Congress shall make no law respecting an establishment of religion, or prohibiting the free exercise thereof reads the First Amendment. A federal judge recently issued an injunction against the Rowan County Council to desist from opening its meetings with prayers that invoke the name of Jesus.
The Supreme Court has agreed to hear an appeal in a similar case. It is ridiculous that we have reached this point in constitutional law with regard to freedom of religion. Unfortunately, over the years, many Supreme Court justices have ignored the admonition of John Marshall, our longest serving chief justice, who said in McCullough v. Maryland: An exposition of the Constitution deliberately established by legislative acts ... ought not to be lightly disregarded. Or in our parlance, determine legislative intent before applying the law.
The 14th Amendment, usually referred to as the equal protection clause, was passed in 1868 amid an atmosphere of threats against former slaves not being allowed to enjoy the same rights as other state citizens. Several proposals for this amendment were suggested that would have applied the Bill of Rights to the states. All were rejected by Congress. The final wording makes it clear it was intended that all state laws were to be applied equally to all citizens and others that come under the jurisdiction of that state.
For more than 70 years the courts understood this separate intent, but starting in 1940 with Cantwell vs. Connecticut, the court adopted the very position that Congress had rejected, and linked the 14th and First Amendments. This linkage has allowed federal courts to stick their judicial nose into areas of state jurisprudence where it had no previous standing.
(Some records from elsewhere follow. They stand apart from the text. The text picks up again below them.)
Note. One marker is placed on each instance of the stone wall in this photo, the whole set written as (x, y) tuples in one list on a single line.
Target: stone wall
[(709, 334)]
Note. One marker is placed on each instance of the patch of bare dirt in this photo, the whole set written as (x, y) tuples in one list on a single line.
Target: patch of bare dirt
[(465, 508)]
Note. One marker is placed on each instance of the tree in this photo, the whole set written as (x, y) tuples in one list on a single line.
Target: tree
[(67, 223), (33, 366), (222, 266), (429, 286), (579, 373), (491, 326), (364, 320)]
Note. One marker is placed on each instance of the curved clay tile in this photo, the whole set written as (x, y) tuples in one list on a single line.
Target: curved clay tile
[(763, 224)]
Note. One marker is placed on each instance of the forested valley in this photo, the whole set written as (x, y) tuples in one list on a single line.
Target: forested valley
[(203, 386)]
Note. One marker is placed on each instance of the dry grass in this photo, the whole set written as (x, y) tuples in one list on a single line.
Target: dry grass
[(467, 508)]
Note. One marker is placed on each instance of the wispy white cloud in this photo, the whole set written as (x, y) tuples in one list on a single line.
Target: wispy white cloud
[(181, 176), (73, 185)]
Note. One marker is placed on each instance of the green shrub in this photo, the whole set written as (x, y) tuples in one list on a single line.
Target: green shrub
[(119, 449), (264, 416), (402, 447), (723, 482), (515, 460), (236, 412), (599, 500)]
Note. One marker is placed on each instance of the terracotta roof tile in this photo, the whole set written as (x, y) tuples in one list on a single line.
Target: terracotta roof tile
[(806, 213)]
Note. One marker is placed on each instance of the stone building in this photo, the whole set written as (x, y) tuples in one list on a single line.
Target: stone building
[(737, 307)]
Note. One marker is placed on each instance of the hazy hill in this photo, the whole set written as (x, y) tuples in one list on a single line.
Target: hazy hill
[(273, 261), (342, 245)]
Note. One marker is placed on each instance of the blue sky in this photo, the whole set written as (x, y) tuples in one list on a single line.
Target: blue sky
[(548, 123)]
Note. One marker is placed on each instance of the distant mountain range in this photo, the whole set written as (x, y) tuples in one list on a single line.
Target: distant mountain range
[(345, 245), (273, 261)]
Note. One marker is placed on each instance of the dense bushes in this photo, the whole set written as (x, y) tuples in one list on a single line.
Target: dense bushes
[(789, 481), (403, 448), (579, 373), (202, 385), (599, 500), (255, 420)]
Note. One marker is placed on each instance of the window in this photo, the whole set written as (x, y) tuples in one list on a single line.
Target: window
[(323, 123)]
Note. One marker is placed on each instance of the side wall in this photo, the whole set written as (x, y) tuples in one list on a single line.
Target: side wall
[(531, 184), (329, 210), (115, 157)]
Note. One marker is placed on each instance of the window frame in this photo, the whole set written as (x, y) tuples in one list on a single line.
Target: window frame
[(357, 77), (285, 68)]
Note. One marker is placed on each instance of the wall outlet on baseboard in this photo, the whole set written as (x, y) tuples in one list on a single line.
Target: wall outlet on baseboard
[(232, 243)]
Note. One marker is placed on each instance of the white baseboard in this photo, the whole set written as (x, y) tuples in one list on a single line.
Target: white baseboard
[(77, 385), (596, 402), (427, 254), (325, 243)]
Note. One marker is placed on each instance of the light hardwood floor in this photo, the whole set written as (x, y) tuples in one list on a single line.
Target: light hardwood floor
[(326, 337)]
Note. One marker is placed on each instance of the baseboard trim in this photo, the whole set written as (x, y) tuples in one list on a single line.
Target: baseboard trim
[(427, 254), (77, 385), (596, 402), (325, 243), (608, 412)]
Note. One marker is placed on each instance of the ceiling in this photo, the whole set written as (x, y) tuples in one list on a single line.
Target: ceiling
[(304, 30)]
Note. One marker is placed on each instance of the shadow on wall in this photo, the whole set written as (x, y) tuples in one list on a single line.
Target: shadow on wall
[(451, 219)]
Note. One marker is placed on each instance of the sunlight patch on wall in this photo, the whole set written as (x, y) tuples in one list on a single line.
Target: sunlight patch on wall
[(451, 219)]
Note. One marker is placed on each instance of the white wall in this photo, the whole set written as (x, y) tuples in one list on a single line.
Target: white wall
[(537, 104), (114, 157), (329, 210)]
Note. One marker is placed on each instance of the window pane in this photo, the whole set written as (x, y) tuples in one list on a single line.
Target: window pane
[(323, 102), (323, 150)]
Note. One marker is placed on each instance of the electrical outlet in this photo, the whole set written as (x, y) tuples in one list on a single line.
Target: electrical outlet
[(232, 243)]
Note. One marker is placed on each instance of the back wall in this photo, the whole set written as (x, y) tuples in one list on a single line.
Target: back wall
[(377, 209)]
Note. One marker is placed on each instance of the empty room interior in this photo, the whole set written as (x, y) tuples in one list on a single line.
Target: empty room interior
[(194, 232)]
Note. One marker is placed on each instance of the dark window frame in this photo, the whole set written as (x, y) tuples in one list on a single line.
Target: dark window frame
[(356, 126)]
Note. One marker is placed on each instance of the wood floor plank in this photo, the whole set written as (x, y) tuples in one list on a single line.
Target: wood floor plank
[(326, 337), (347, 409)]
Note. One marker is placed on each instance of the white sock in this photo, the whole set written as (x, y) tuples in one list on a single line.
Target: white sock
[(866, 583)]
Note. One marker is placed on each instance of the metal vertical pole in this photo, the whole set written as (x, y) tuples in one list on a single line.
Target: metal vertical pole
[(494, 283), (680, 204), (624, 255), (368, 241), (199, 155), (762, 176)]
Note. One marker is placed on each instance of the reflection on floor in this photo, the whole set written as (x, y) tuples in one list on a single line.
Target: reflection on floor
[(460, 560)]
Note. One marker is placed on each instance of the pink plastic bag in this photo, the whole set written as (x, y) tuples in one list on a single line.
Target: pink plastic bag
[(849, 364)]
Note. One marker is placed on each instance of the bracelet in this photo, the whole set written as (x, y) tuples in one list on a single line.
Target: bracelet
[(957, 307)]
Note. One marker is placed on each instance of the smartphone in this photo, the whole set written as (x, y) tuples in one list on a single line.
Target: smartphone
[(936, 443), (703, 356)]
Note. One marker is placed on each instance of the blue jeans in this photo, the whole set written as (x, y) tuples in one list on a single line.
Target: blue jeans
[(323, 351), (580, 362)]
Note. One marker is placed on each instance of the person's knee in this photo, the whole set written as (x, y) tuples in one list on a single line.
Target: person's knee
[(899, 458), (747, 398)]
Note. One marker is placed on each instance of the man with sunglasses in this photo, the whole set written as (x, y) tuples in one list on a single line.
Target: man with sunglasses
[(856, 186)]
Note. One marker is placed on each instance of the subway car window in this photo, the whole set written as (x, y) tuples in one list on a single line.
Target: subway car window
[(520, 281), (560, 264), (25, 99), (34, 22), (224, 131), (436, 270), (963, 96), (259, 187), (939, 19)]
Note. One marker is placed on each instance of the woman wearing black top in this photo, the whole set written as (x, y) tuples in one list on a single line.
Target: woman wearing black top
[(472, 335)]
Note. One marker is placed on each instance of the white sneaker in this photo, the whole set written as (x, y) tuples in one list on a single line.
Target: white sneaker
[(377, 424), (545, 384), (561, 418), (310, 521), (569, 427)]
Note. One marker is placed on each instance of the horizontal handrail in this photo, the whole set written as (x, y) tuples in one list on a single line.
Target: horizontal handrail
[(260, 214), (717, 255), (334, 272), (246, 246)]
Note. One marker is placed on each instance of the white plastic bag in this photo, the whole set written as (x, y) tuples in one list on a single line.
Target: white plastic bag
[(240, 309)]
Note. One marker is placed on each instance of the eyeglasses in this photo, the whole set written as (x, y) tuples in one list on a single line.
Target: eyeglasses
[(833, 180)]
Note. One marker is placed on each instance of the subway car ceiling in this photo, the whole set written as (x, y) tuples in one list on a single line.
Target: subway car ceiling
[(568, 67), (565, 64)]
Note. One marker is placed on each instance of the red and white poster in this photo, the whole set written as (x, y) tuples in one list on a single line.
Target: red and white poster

How has this brought us to the point we are today when both the First and 14th Amendments clearly reference laws?
Some judges conjure up a world in which they create their own reality. They have adopted a position in which they consider the Constitution to be a living document subject to new interpretation. It was never under the providence of the court to change intent. That is a process provided for by the Constitution which the court has usurped.
As a result, the government establishment of religion clause, which would require specific legislative action, has been altered into promotion of religion, which can be any religious expression that someone opposes. This change has resulted in public allowance for the free exercise of religion to be barred with respect to Christian expression.
According to this thinking, our Founding Fathers misunderstood the law they had just passed. Among other things they started their legislative sessions with sectarian prayers, paid for the distribution of Bibles and required all new territories and states to provide for Christian religious instruction. However, of noteworthy interest, they never made any attempt to establish a state church.
The most insidious attack on religious freedom by the courts on Christians has been the introduction of the euphemism separation of church and state. Religion can refer to any system of belief, including secularism. (Both the first and second Humanist Manifestos described it as a religion.) Only Christianity uses the word church and is often referred to by that label. The courts re-interpretation of this First Amendment right does not take into account that it is not possible for government to be neutral on religion. As the court has ruled against Christian expression in our public institutions, it has established the religion of secularism.
Ken Laub is a resident of Rock Hill.